When to Use and When Not to Use Frameworks
Saturday, 17th March 2012, 13:59
Back when I started coding, a long time ago in a galaxy far, far away, there was no such thing as a framework. Heck we were just getting used to the idea of a library, and even then all that meant was a collection of routines written down on a piece of paper somewhere you could re-use if you hadn't lost it.
As devices became more complicated, and in a large part thanks to the proliferation of the C language, libraries became the norm. Why reinvent the wheel every time when you could just include one you had lying around already, even if it did come with a load of other wheels you'd never use and dragging a cart behind it.
This made the act of coding quicker, if pushing up memory usage towards the ridiculous levels we see today, and it wasn't long before frameworks appeared, which are really just glorified libraries or collections of libraries, which wrap around the task in hand and shield you from the complexity of it all. That brief preface brings us neatly up to now.
Have Frameworks Replaced the Art of Programming?
Ah... BASIC. Pretty much every machine came with it many moons ago.
You know what made BASIC so good back in the 80s? The language shielded you from the complexities of actually dealing with the hardware your code ran on. Bad implementations aside, it let a lot of people get into programming who otherwise would never have, because it lowered the entry barrier.
You know what made BASIC bad? It shielded you from the complexities of actually dealing with the hardware your code ran on. If your computer was a car, BASIC would be the guy sitting in the back barking instructions at you with no real understanding of how to drive.

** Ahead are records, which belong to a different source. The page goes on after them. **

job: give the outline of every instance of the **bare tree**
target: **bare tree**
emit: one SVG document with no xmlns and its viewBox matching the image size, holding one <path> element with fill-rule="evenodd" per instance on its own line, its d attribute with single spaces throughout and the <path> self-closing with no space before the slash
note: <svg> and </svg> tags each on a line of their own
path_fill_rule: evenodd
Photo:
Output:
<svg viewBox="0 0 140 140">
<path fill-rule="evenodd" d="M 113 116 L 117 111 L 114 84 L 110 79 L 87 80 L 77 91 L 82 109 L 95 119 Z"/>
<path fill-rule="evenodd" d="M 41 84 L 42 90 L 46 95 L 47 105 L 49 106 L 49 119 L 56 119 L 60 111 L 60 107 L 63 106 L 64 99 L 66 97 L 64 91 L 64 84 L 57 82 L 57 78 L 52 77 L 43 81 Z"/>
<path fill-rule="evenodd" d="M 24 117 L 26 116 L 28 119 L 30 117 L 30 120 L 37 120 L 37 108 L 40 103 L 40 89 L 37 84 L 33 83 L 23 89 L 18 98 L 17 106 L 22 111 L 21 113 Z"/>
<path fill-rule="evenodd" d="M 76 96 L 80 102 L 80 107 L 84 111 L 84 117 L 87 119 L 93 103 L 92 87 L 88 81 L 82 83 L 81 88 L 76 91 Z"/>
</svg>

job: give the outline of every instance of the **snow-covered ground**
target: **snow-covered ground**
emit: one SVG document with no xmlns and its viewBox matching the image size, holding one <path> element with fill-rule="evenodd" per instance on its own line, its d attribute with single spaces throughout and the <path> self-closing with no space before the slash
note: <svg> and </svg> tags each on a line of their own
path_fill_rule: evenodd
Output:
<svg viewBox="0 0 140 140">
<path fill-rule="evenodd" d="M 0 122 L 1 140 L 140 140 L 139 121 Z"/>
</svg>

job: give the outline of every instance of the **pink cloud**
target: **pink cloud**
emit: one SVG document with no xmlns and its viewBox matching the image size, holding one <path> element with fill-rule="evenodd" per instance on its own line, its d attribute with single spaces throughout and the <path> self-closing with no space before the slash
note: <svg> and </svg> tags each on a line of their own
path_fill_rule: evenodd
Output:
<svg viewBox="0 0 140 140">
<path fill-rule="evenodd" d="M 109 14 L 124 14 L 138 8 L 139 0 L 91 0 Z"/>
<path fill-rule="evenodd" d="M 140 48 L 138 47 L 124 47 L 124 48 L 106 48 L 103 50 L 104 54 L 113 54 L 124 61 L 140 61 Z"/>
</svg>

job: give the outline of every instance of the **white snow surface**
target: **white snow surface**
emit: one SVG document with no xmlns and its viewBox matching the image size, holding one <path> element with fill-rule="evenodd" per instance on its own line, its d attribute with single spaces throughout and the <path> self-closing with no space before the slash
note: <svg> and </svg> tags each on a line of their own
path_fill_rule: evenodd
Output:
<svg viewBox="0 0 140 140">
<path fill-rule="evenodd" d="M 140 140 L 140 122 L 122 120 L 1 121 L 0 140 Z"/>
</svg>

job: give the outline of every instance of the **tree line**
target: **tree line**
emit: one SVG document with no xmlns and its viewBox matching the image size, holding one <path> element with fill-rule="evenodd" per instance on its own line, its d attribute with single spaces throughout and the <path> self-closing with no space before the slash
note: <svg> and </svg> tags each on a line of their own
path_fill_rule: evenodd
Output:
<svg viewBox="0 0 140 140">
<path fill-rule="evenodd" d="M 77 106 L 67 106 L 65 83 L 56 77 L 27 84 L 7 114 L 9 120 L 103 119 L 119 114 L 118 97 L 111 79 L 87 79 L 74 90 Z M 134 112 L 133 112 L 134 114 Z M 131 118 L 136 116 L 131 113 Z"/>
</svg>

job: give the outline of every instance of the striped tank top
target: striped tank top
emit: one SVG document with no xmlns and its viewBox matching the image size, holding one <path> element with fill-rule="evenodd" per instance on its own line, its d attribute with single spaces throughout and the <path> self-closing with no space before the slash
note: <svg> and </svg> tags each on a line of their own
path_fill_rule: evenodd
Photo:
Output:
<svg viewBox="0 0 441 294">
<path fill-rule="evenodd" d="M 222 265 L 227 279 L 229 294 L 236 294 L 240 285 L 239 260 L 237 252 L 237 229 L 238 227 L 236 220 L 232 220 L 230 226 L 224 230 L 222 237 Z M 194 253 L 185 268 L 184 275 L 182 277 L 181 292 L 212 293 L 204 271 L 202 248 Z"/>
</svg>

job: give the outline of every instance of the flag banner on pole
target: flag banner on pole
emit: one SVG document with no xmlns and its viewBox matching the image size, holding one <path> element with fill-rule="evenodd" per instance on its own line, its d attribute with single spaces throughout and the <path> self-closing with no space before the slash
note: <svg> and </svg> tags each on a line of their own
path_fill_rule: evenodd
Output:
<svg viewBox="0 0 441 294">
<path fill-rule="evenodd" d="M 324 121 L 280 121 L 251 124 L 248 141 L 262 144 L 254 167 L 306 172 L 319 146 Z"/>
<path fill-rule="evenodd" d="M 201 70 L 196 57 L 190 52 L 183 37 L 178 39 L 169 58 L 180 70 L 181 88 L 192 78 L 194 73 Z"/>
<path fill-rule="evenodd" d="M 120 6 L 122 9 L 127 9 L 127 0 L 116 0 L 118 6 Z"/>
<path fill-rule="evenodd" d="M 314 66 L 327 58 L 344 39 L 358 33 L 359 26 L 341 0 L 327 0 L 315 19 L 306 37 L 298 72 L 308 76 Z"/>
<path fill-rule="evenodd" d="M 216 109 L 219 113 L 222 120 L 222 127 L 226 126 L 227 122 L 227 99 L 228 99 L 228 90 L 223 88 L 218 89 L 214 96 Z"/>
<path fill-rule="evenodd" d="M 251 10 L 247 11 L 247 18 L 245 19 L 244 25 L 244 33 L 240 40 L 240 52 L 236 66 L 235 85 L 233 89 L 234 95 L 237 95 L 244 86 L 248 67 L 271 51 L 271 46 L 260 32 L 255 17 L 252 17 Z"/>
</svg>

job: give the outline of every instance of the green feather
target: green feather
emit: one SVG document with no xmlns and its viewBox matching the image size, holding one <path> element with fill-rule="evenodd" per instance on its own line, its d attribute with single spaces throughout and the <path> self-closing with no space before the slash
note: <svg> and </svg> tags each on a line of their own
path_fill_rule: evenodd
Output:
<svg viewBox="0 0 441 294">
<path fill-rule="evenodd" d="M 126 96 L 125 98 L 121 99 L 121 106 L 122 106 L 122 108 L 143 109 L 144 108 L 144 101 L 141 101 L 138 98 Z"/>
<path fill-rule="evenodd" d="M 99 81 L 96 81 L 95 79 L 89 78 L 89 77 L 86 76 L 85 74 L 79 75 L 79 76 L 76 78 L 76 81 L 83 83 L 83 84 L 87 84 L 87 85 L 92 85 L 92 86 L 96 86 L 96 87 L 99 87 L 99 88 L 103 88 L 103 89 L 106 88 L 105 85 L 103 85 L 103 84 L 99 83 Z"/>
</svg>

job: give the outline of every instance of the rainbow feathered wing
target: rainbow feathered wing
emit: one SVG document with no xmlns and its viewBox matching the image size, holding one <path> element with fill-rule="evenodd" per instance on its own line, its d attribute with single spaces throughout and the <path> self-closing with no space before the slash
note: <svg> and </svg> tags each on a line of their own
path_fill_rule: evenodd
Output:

In some respects, frameworks are a similar beast. People who have no business programming, are being paid to program when all they can really do is back seat drive via a framework. They don't understand how the framework actually works, they just know how to bark orders at it.
That's fine and all, it can get you from A to B, just not always by the best most efficient and safest route.
How to Tell a Good Programmer From a Bad Programmer
This is a rough, unscientific litmus test, but I think it probably works...
A good programmer is one who uses frameworks when they are the best tool for the job, uses only ones appropriate for the task in hand, and if there isn't one that suits the job well enough, chooses not to use them, or writes their own.
A bad programmer always uses frameworks, and wouldn't know when to begin with writing their own.
So When Should You Use Frameworks?
The answer was above, when it is the best tool for the job.
Yes, it's that easy.
Sometimes that means the quickest way to do the job, other times it means the fastest way the job happens when its finished. But it should never be simply because it is the easiest way to do the job.
Let's take jQuery as an example. Whilst described as a library, it is what these days people would call a framework. And a good one at that, but why is it? Often much you can do with it can be done in other ways, it isn't the only client side DOM framework, and not the leanest or fastest.
But it provides an easy, and most importantly, cross browser method for interacting with the Document Object Model in a friendly and easy to use manner. And it supports a very simple plugin architecture that lets you extend it almost any way you like.
You could write portions of it yourself, but that would take a lot of time, and an amount of cross-browser testing which is beyond any individual with limited time on their hands. So, using jQuery is good, and so is probably using a similar equivalent framework for interacting with the DOM that does the job you want from it.
For similar reasons, I use the Connect framework for Node.js, because it allows the quick addition of middleware components relating to session management, cookies, forms, serving static elements, gzipping downloads, etc, that are very useful and save me time in maintenance.
I don't however use Express for Node.js, because every time I look at it I see a lot of duplication when it comes to Connect features (yes I know it sits on top of Connect) and I don't feel it adds anything I want to use.
For me, Node.js is about speed, and I'm willing to sacrifice some of it for the advantages Connect gives me, but not Express. I'm not saying some people may find Express useful, merely saying that I don't see what it brings to my party, and it's my party and I'll framework if I want to.